-
Notifications
You must be signed in to change notification settings - Fork 20
Open
Description
Models deployed from Hugging Face using the inference-stack-deploy.sh script cannot be removed using the "Remove Model using deployment name" menu option. The removal process runs and reports success, but the model pod remains running and the deployment installed. See the full process below using the TinyLlama model as an example, starting from deploying the model:
user@master1:~/Enterprise-Inference/core$ ./inference-stack-deploy.sh
----------------------------------------------------------
| Intel AI for Enterprise Inference |
|---------------------------------------------------------|
| 1) Provision Enterprise Inference Cluster |
| 2) Decommission Existing Cluster |
| 3) Update Deployed Inference Cluster |
| 4) Brownfield Deployment of Enterprise Inference |
|---------------------------------------------------------|
Please choose an option (1, 2, 3 or 4):
> 3
-------------------------------------------------
| Update Existing Cluster |
|------------------------------------------------|
| 1) Manage Worker Nodes |
| 2) Manage LLM Models |
|------------------------------------------------|
Please choose an option (1 or 2):
> 2
-------------------------------------------------
| Manage LLM Models
|------------------------------------------------|
| 1) Deploy Model |
| 2) Undeploy Model |
| 3) List Installed Models |
| 4) Deploy Model from Hugging Face |
| 5) Remove Model using deployment name |
|------------------------------------------------|
Please choose an option (1, 2, 3, or 4):
> 4
-------------------------------------------------
| Deploy Model from Huggingface |
|------------------------------------------------|
Configuration file found, setting vars!
---------------------------------------
Metadata configuration file found, setting vars!

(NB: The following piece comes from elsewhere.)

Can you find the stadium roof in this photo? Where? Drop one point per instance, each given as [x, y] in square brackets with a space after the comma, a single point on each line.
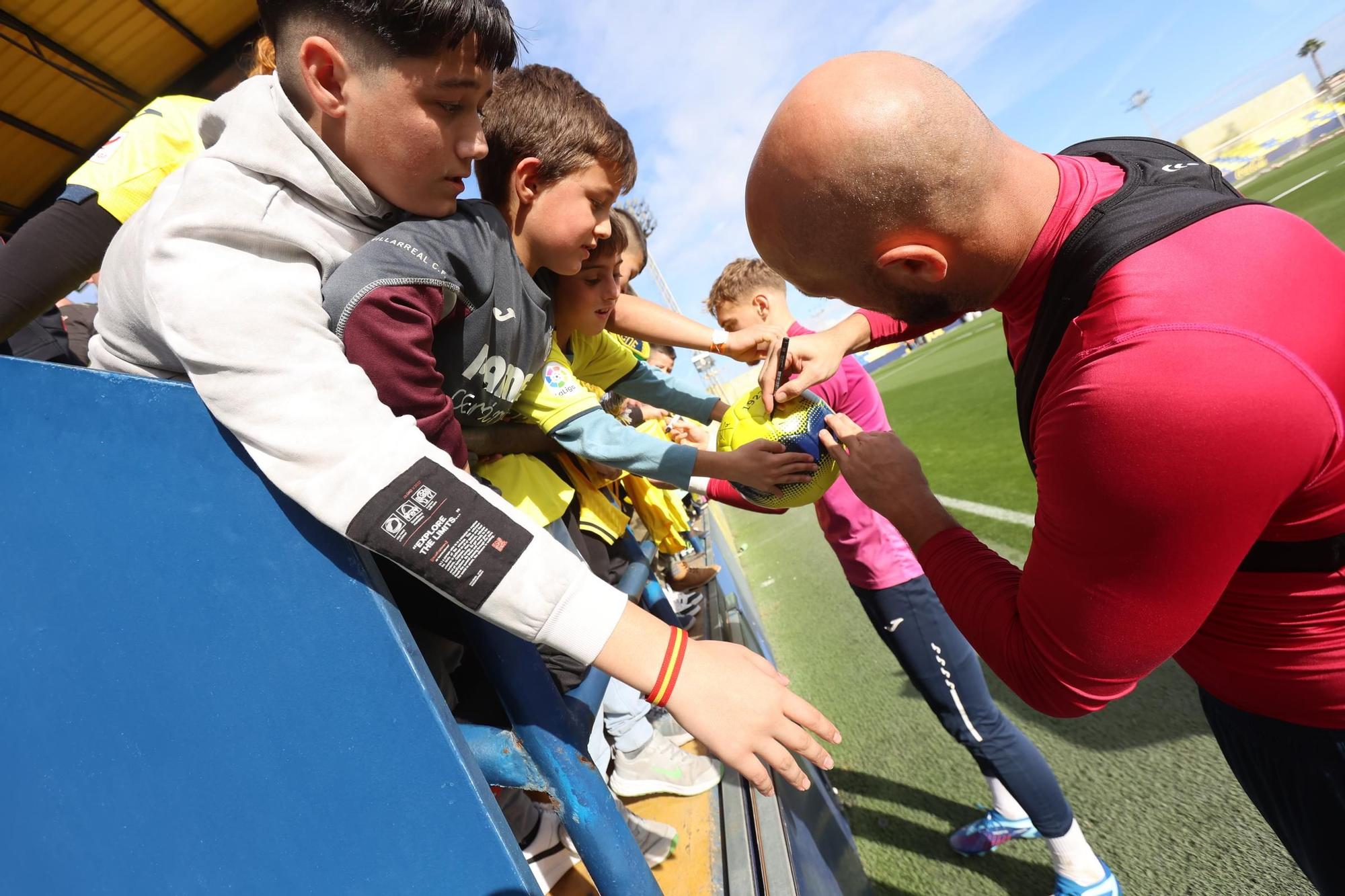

---------------------------------------
Proceeding with the setup of Fresh Kubernetes cluster: no
Proceeding with the setup of Habana AI Operator: no
Proceeding with the setup of Ingress Controller: yes
Proceeding with the setup of Keycloak : yes
Proceeding with the setup of Apisix: yes
Proceeding with the setup of GenAI Gateway: no
Proceeding with the setup of Observability: no
Proceeding with the setup of Ceph cluster: no
Proceeding with Ceph cluster uninstallation: no
Proceeding with the setup of Istio: no
NRI CPU Balloon Policy automatically enabled for CPU deployment
Using provided Huggingface token
Proceeding with the setup of Large Language Model (LLM): yes
----- Input -----
Using provided CLUSTER URL: api.example.com
Using provided certificate file: /home/user/certs/cert.pem
Using provided key file: /home/user/certs/key.pem
Using provided keycloak client id: api
Using provided Keycloak admin username: api-admin
Using provided Keycloak admin password
cpu_or_gpu is already set to c
Some required arguments are missing. Prompting for input...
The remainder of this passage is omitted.